Organ transplantation is not new in this region. In fact, Human Organ Transplant Act (HOTA) has been around for at least 2 decades in Singapore but the numbers of transplantation has been dwindling abysmally over the years. The amount of liver transplants done in this country this year is woeful and augurs poorly for the future. We have less than 10 cadaveric transplantation cases countrywide this year, which was the bread and butter of transplantation surgery.

 As a result, most of the transplants had been the extremely high risk LDLT. This is in comparison to some other Asian centres, like Korea and Japan where it can be an average of 350 cases per hospital per year. This means that there is at least one transplant going on in the operating theatres each day, every single year in these hospitals.

 The saddest part for me is that many people hesitate to donate organs of their dying loved ones due to many reasons. My head spins when I hear of many creative, incredulous reasons why a person in intensive care cannot donate their organ. There are no logical, moral, religious and logistics reasons not to donate organs in this country. My summary of all the excuses so far are captured in 2 adjectives: unwillingness and ignorance.

Every case of transplantation is an exciting journey upon itself but not every transplantation stories have happy endings. They almost never receive the publicity or fanfare they deserve. During my first experience with a liver transplant surgery, my heart was beating in joy and humility for what I was about to experience – it’s literally sharing the gift of life from one person to another. In my little mind, it was one of the best, jaw-dropping, awe-inducing demonstration of surgical knowledge, dexterity & skills, inter-disciplinary teamwork, medical camaraderie and top-notched, dedicated support staff.
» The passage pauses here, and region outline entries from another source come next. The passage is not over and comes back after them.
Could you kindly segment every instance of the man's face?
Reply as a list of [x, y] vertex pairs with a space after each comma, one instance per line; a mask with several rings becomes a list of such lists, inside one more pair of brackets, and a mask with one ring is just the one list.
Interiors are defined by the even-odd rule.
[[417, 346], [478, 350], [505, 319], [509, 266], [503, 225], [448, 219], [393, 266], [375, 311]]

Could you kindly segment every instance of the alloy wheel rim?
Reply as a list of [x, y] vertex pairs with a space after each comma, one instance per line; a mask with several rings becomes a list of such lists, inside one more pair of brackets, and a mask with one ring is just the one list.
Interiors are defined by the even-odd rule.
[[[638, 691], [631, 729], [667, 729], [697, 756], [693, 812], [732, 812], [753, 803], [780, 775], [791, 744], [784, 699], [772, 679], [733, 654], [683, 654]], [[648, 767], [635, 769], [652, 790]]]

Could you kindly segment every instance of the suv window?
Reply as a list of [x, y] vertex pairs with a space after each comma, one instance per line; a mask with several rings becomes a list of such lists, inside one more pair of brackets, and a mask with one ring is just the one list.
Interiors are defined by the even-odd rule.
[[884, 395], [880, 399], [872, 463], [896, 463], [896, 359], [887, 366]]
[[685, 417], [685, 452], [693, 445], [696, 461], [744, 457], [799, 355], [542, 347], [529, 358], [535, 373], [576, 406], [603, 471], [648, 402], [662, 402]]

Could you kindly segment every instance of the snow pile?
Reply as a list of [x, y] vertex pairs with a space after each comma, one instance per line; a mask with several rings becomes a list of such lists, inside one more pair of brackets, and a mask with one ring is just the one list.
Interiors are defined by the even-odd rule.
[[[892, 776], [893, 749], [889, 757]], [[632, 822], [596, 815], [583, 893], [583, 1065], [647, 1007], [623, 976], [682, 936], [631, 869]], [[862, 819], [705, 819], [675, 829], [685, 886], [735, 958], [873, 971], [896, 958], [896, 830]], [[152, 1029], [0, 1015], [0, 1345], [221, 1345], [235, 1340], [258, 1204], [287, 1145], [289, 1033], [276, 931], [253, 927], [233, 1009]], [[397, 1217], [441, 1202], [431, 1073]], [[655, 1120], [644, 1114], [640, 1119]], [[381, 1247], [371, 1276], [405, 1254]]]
This act enables someone who was constantly ill and dying and transforms them into a real human again. They will no longer be dependent on machines and doctors for long term. Although each recipient may face an armamentarium of medicine in the beginning, they will soon be weaned down to one or two maintenance medications and minimal follow-ups with doctors.

What are the highest achievements of a civilization? What is the marker of a successful, egalitarian society? It’s when we stop looking inward and start to look at the common good. It’s when we see our struggling, suffering comrades and in love, extend a helping hand. We must continue to support the transplantation program in this country before it becomes a dying art, a fossil, a relic of past glory.

As of today, Mr A is still resting in intensive care while Mr E is carefully nursed in another high dependency unit. We pray that these 2 young people will recover soon and return heroically to their country within 1 or 2 months.